Moreover, the odds that EA provides to consumers that a pack contains a player whose rating falls within a certain range aren’t helpful. As and others stated in their letter to the FTC: “The odds that EA lists for specific pack rewards are difficult for even an adult to appreciate without a sophisticated understanding of probability and statistics. Further … these probabilities cover outcomes that are so broad, they are meaningless to game players.” As such, the odds and probabilities that EA advertises only serve to further obfuscate.


According to an FTC staff perspective on a loot box workshop it hosted in 2019, several panelists and commenters said the monetization system described above makes it easier for gamers to lose sight of the true costs of gameplay. In its conclusion, the FTC acknowledged that “the video game monetization system is a complex space that incorporates a wide range of mechanics.” But the agency then noted steps that the video game industry had taken following the workshop “to enhance self-regulation, including through odds and point-of-purchase disclosures.” The FTC added, “Staff encourages industry to continue efforts to provide clear and meaningful information to consumers about in-game loot box and related microtransactions.”

But as evidenced by EA’s tactics, it can’t be left to industry alone. Loot boxes bring in too much revenue to think that the video game industry, on its own, is going to take the bold action that is required to protect consumers from the potential harms of loot boxes, which have been linked to problem gambling.

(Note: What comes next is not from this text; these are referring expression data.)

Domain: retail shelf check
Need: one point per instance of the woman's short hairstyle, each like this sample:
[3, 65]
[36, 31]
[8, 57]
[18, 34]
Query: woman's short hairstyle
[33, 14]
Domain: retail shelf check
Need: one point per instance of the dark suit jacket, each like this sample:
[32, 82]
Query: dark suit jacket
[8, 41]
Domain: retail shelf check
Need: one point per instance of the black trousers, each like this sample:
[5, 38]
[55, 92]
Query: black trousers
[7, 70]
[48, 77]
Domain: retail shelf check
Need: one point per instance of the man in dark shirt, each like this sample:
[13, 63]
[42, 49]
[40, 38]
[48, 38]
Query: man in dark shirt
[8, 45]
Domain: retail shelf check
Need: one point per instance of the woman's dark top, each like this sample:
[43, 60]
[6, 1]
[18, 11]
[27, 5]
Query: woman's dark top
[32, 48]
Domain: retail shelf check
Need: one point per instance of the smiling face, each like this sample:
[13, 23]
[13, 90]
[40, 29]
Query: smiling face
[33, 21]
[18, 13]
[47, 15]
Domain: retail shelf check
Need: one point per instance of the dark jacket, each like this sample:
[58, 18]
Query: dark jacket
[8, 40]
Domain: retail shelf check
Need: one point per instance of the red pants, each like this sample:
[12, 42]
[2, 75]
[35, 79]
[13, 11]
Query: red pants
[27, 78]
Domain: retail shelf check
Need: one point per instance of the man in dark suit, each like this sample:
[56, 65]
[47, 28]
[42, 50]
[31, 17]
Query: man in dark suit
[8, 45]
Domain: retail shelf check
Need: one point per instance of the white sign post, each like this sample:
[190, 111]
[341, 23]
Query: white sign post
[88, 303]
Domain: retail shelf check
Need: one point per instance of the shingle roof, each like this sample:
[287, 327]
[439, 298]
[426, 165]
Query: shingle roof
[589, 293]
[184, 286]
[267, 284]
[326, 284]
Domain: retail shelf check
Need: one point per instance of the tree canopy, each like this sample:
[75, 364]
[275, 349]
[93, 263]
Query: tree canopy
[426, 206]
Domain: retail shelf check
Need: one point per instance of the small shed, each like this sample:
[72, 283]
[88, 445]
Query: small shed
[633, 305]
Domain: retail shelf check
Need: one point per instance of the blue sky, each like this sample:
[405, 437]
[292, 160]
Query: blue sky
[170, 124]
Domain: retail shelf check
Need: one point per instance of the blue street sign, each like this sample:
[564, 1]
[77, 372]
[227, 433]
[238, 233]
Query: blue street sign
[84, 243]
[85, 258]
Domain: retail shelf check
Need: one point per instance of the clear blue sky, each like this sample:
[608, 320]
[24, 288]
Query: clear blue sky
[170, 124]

Following the workshop, the Entertainment Software Rating Board (ESRB), which age-rates games according to language, violence and other criteria, announced a new video game rating element to disclose when a game includes in-game purchases that are “random,” such as loot boxes. “By including more specificity about the randomized nature of the in-game purchases, consumers can make more informed decisions when purchasing or downloading a game, instead of finding out after the fact,” the ESRB said in an April 2020 blog on its website. But months later, the new label — In-Game Purchases (Includes Random Items) — had yet to make it to the covers of video games that use loot boxes or to places like the Apple App Store where the games are sold, according to several class-action lawsuits filed in 2020, including one against EA. Not to mention, while a label may help consumers make more informed decisions when purchasing a game, it may have little to no effect on decisions during gameplay when consumers are caught up in the action, particularly when the consumers are children, who may not fully understand the label in the first place.

After almost three decades, EA’s lucrative partnership with soccer’s global governing body FIFA is set to run out next summer, but apart from a rebranding the game itself will reportedly not change much. And if loot boxes remain part of the game, consumers, especially minors, must be protected.